International law is exceptionally clear on torture’s illegality, and notions of effectiveness are irrelevant. Nonetheless, the idea that “torture works” remains a useful argument for its proponents.
Aware of this, the Obama administration established the first federally funded scientific research program in decades to study the most effective interrogation methods. Behavioral scientists working in that program have compiled research that confirms what many experienced interrogators have been claiming for years — building rapport with a suspect draws out more reliable information, and faster, than harsh methods.
This project was led by the Research Committee of the High-Value Detainee Interrogation Group which commissioned numerous independent investigations (all legal and ethical) and integrated the results into training and practice. The group was assembled from various government agencies and created by Obama’s original executive order. It authorized scientists to explore a vital research question that has languished unstudied for over a half century.
For scholars who have investigated the utility of torture, this is particularly meaningful since historians have yet to uncover any government inquiries into its efficacy; that is, supporters have zero researched proof of its advantage. For this reason, the Senate Select Committee on Intelligence report on the C.I.A.’s use of torture, which found no evidence of its usefulness, is a document of historic proportions that should be fully published without delay.

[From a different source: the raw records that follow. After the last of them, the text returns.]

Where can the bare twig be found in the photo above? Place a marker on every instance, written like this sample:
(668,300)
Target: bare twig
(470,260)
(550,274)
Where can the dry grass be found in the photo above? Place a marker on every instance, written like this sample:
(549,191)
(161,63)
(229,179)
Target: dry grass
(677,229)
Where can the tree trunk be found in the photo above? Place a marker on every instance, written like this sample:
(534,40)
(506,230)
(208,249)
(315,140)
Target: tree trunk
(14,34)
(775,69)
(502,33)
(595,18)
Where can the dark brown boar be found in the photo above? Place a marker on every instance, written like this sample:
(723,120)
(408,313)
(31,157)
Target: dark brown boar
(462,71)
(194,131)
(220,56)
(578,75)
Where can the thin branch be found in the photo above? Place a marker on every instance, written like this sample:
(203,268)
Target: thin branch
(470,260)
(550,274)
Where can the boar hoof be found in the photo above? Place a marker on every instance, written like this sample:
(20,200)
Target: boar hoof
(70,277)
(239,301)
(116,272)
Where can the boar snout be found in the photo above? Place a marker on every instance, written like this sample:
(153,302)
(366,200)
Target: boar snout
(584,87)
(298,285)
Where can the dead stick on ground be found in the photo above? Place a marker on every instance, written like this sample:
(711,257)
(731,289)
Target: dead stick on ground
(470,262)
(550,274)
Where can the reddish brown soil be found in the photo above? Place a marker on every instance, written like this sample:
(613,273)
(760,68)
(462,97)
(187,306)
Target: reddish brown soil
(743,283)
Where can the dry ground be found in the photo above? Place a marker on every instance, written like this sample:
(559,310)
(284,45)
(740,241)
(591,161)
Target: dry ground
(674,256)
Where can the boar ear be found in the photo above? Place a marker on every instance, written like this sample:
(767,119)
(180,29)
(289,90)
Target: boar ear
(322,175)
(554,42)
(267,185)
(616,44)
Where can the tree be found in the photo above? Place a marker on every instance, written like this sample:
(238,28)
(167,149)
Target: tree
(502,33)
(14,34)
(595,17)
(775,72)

Fundamentally, the Obama administration’s two-pronged approach of closing legal gaps and studying effective means of interrogation, in fact, helps illuminate the moral point at stake. Simply put, the relevant question has become:
How could an act that is manifestly prohibited and scientifically shown to lessen our chances of saving lives—all while destroying a person’s dignity—possibly be considered moral?
All of this will loom over the new president, and act as a bulwark against torture’s return. Let us hope it is enough.